At the LBB meeting today, Dewhurst repeated his comments questioning the reality of the surplus after Comptroller Susan Combs on Monday certified a $14.3 billion surplus for the 2008-09 biennium. Dewhurst, however, argues that the Legislature needs to consider the cost of bringing property taxes down to $1 from $1.50 in the 2010-11 biennium as well.
The assumption is that economic growth will not be as robust in 2010-11, meaning that revenues will not grow at a high enough rate to pay for the property tax cuts in that biennium. On this basis, Dewhurst advocated today that the Legislature stash away at least $6 billion of the current surplus for 2010-11.

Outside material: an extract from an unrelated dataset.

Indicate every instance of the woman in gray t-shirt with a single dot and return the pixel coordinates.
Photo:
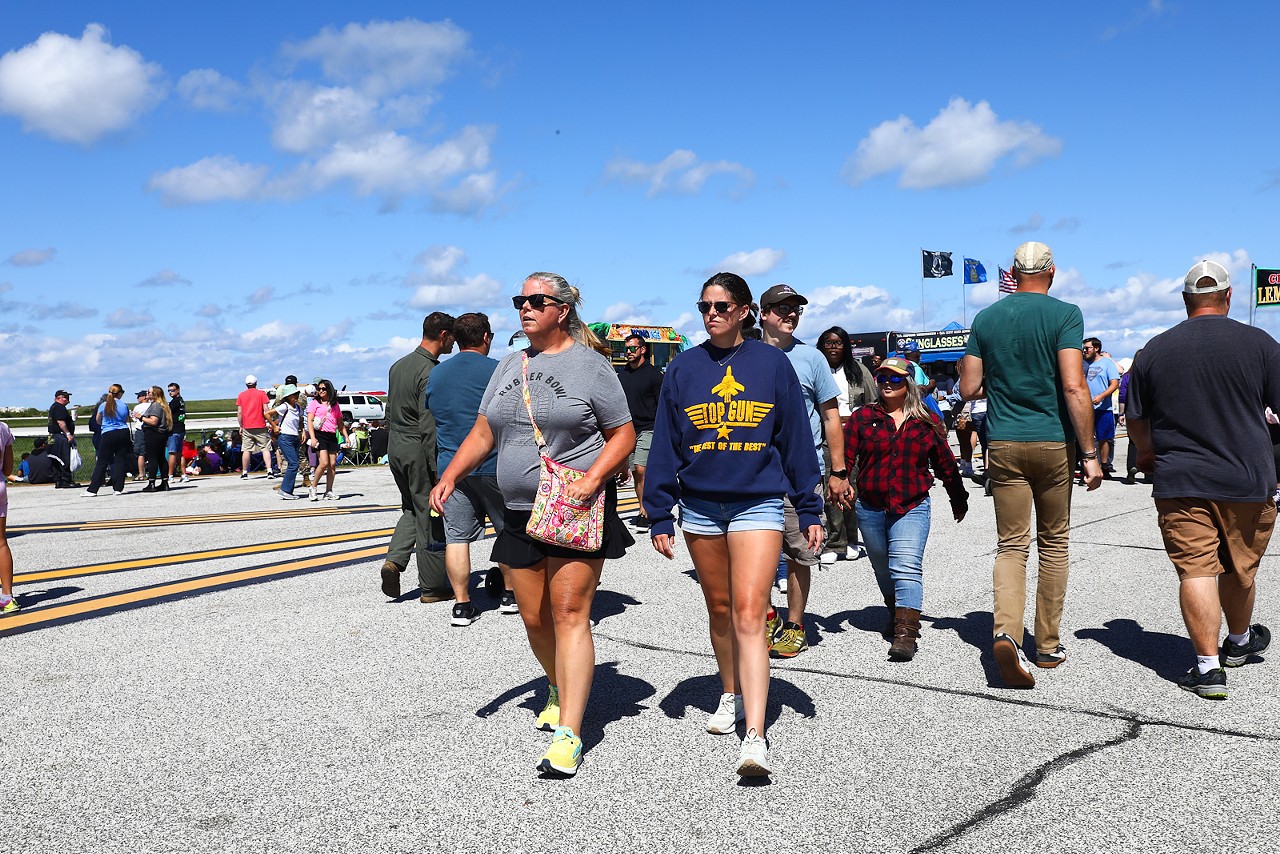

The problem with this approach is that no one can say with much certainty how the economy will perform three or four years from now. Why not instead make further property tax cuts now and then, if revenues three or four years from now don't materialize, hold the line on spending at that point. Moreover, the LBB Director John O'Brien reminded legislators today that the state has over $4 billion in the Rainy Day Fund so we already have that substantial cushion to fall back on in the event of an economic slowdown and a resulting slowdown in revenues.
The bottom line is that the best way to avert an economic slowdown is to return as much of the surplus as possible to taxpayers so that money can be productively spent and invested, fueling more economic growth.